Physical characteristics
- Source: Lake Lawne
- • location: Orlando, Florida
- • coordinates: 28°34′2″N 81°26′19″W﻿ / ﻿28.56722°N 81.43861°W
- 2nd source: Spring Lake
- • location: Altamonte Springs, Florida
- • coordinates: 28°39′7″N 81°23′53″W﻿ / ﻿28.65194°N 81.39806°W
- Mouth: Confluence with Wekiva River
- • location: Longwood, Florida
- • coordinates: 28°45′20.5″N 81°24′58.2″W﻿ / ﻿28.755694°N 81.416167°W
- Length: 15 mi (24 km)
- Basin size: 42 sq mi (110 km^{2})

Basin features
- • left: Starbuck Spring Run
- • right: Spring Lake Run, Sanlando Springs Run, Palm Springs Run, Ginger Ale Springs Run, Pegasus Springs Run

= Little Wekiva River =

River in Florida, United States

The Little Wekiva River is a stream in the Greater Orlando area of Florida in the United States. The 15 mi long, northward flowing stream is a tributary of the Wekiva River, which later joins the St. Johns River, the longest river in the state of Florida. The Little Wekiva drainage basin is about 42 sqmi located in the urbanized area north and west of Downtown Orlando.

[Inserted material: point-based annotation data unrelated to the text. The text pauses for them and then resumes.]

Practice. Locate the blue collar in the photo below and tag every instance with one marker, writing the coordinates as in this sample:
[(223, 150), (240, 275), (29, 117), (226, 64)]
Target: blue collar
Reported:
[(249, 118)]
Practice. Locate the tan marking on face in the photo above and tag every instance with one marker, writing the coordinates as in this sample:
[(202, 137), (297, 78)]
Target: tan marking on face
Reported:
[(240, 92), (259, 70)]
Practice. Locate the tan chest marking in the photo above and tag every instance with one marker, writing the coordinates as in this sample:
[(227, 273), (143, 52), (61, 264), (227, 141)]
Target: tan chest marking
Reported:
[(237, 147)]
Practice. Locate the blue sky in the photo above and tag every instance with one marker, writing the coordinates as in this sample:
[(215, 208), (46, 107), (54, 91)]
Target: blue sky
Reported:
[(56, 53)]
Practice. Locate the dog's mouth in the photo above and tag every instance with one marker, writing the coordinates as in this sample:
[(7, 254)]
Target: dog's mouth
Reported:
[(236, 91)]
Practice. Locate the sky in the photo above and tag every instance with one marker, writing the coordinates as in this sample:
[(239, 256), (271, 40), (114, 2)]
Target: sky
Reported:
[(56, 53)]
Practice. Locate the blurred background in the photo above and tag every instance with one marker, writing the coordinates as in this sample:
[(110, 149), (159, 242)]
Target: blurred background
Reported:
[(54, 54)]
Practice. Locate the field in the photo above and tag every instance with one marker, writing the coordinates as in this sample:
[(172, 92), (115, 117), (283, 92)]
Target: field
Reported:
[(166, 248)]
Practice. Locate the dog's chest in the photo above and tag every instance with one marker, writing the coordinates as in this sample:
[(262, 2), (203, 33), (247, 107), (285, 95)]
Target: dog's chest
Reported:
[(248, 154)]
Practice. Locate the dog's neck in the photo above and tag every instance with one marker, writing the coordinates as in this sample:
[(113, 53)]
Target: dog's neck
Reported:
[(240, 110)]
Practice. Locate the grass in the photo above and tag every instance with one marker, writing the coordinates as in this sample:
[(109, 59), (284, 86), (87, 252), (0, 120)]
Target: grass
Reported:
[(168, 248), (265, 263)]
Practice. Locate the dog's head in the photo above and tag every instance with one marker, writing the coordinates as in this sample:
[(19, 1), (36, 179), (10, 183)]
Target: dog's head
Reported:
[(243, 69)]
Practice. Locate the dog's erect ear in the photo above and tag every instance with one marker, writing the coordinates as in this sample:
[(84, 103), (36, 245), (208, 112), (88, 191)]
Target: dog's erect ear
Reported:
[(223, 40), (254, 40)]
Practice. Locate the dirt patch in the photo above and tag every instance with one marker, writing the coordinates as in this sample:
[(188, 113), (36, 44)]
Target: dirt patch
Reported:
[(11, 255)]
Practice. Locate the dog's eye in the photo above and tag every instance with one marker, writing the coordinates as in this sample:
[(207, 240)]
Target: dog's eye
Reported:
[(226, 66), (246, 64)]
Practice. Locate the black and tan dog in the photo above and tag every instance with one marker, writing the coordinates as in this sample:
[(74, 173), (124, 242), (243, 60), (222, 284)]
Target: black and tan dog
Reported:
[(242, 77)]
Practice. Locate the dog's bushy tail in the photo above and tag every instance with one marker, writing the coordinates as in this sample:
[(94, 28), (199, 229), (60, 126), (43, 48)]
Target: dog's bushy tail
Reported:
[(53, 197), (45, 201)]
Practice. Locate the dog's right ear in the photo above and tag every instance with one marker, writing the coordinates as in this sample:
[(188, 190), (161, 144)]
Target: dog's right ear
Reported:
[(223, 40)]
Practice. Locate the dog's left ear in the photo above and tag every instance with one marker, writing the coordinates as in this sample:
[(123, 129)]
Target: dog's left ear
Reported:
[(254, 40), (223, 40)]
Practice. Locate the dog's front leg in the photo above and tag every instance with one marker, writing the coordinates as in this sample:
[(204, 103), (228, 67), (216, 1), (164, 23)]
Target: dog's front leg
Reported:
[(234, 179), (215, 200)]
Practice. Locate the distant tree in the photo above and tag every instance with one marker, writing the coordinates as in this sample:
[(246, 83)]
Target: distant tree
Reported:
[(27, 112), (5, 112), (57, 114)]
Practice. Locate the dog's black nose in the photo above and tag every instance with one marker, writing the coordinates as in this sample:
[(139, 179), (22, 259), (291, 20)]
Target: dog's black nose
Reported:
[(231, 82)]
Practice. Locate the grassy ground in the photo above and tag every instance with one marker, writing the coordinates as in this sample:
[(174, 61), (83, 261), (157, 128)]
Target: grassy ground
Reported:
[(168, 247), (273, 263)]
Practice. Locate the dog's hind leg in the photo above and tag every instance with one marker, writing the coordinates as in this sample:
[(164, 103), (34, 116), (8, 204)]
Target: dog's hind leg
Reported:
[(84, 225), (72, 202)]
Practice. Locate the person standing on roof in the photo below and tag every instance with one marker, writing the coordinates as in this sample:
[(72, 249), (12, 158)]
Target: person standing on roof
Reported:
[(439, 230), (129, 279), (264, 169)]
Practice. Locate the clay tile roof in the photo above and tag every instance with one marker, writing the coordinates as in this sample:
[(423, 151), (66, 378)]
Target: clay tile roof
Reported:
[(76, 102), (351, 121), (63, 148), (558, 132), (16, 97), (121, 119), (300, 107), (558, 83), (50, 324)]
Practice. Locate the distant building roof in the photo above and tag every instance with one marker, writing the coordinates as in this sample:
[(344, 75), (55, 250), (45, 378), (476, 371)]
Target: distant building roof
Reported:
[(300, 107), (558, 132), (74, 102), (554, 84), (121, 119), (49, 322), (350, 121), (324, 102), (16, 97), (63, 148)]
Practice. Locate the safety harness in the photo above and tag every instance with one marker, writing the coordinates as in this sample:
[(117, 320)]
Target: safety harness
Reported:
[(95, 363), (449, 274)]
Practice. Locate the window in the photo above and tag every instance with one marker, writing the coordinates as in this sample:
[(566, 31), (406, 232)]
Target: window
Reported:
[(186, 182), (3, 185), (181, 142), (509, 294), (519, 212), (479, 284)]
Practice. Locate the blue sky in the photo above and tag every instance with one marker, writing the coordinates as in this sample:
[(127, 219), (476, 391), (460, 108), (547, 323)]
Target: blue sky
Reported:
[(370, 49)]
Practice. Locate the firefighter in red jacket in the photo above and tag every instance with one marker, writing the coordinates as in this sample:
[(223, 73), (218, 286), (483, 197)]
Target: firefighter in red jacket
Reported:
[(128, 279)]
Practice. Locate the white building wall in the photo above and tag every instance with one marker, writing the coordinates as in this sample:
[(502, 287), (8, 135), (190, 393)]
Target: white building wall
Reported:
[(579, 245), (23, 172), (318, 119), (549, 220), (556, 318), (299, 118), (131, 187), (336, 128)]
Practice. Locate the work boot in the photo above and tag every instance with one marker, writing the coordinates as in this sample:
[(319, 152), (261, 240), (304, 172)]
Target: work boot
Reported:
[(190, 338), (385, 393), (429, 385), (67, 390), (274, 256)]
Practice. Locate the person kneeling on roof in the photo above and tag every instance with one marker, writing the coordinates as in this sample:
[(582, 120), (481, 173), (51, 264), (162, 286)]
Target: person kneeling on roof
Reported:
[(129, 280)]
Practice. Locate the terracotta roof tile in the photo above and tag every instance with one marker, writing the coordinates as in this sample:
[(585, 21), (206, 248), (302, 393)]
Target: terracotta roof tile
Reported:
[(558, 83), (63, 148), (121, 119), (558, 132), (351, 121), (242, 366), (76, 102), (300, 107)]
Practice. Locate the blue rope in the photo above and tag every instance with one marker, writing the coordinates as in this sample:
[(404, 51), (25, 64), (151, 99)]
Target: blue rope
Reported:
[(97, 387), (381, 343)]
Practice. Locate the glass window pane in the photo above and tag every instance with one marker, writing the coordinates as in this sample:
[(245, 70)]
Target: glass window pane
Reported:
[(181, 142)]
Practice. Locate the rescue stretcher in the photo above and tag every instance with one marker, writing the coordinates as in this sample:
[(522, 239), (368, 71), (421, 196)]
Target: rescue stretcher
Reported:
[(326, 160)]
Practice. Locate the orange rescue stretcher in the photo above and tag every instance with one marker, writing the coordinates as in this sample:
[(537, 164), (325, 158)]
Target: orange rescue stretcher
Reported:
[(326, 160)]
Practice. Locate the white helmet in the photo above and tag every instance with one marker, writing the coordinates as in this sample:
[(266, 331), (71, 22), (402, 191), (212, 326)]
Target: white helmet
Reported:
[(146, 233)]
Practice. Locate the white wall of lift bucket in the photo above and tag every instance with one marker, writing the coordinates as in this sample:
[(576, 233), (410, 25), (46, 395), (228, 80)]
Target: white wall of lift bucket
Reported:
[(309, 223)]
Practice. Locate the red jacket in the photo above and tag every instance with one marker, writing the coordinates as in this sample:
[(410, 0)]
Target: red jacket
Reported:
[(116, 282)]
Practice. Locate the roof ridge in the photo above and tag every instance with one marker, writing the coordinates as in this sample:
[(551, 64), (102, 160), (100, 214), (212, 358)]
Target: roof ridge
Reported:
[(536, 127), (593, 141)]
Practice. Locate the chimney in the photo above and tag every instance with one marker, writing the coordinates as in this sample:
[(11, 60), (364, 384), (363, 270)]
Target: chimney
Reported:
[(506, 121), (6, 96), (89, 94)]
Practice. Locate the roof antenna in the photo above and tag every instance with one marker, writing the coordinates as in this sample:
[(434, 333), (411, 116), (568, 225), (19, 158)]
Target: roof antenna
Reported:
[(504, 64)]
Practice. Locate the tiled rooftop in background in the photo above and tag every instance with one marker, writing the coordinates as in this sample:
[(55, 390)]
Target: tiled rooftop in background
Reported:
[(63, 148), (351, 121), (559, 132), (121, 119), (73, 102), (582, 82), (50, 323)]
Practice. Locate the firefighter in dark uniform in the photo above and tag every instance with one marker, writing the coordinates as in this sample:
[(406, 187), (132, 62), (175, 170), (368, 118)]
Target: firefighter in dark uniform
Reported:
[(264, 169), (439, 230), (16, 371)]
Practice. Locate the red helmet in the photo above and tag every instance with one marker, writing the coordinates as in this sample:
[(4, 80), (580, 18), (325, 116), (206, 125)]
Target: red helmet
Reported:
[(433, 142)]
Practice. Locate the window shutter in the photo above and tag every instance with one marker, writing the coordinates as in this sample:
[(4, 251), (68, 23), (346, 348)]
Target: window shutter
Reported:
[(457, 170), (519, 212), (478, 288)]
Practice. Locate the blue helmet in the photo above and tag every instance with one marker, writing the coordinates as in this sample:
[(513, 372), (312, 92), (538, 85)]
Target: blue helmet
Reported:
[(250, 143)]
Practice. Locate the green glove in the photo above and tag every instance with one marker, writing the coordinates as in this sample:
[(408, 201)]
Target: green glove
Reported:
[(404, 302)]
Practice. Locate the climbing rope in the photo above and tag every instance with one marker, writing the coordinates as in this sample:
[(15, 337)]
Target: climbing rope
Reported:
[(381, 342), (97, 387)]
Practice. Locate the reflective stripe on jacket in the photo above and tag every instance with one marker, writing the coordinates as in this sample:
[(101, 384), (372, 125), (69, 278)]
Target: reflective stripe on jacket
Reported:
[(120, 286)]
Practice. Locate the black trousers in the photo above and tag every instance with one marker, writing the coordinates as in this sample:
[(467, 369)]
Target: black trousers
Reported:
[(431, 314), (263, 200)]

As of 2021, much of the Little Wekiva River has silted up.

==Sources==
Little Wekiva is part of the middle basin of the St. Johns River. The St. Johns River Water Management District place the headwater of the creek at Lake Lawne, about 5 mi northwest of downtown Orlando. The Geographic Names Information System (GNIS), though, list the source of the river at Spring Lake, an 84 acre spring-fed lake in Altamonte Springs, Florida.